In response to concerns that women volunteering for the
trial might suddenly be deprived of resources – both the gel and the benefits
of trial participation and community feeling – co-principal investigator Salim Abdool Karim said
they were considering applying to allow participants to take part in a phase IV
rollover trial, in which all who enrolled would get tenofovir gel, to assess
long-term safety and adherence.
Samukeliso Dube of the Global Campaign for Microbicides
commented that she hoped that women “will eventually be carrying in their
handbags something sexier than this” (indicating the plastic applicator, which
looks like a large syringe).
In response to whether this product could ever be licensed
for over-the-counter purchase like condoms, Carl Dieffenbach of NIAID said that
as an ARV-containing product it might never be possible to sell microbicides
without a prescription, and that many years of safety and resistance data would
be needed at the very least.
Yurgen Pillay of the South African Department of Health said
that the most difficult thing at this point might be managing expectations. “My
concern is that when I get back to my office on Monday there will be emails
from people demanding a microbicide. It’s going to be very difficult to get
across that this is just a proof of concept."

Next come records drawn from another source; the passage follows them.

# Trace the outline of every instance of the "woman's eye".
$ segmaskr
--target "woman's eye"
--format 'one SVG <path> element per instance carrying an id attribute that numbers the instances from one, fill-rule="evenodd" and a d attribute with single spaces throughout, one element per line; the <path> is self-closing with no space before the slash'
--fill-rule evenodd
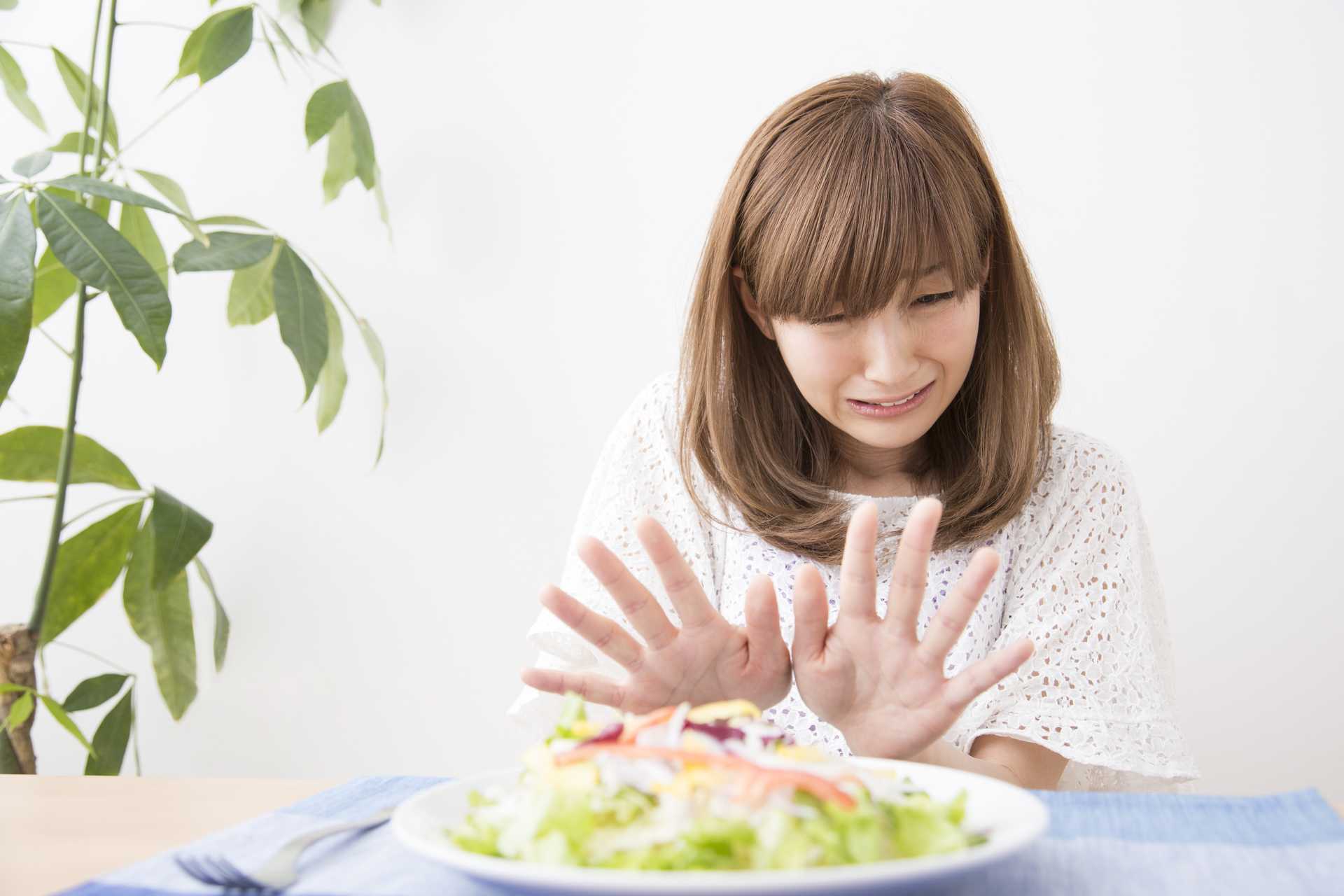
<path id="1" fill-rule="evenodd" d="M 949 298 L 956 298 L 956 296 L 957 296 L 956 290 L 952 290 L 949 293 L 930 293 L 929 296 L 921 296 L 919 298 L 917 298 L 915 305 L 937 305 L 938 302 L 945 302 Z"/>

Brian Williams of the South African Centre for
Epidemiological Modelling and Analysis added that “it has taken five years since
three very convincing randomised controlled trials to start rolling out male
circumcision programmes, and microbicides are way behind that. We have a lot of
work to do.”
However, microbicides would be very cost-effective. He
unveiled some cost-effectiveness modelling he had done for CAPRISA which showed
that the cost per infection averted of the tenofovir gel would be US$1500,
compared with $8396 for treating someone for an average lifetime with antiretrovirals.
Carl Dieffenbach, however, commented : “Results like this
energise the field and people start coming forward with all kinds of new ideas.
Look at how we’ve got rectal microbicides on the agenda in a short period of
time.
“I forecast that by the time the VOICE trial comes out in
2012-2013 there will be ideas being tested we’re not even dreaming of.”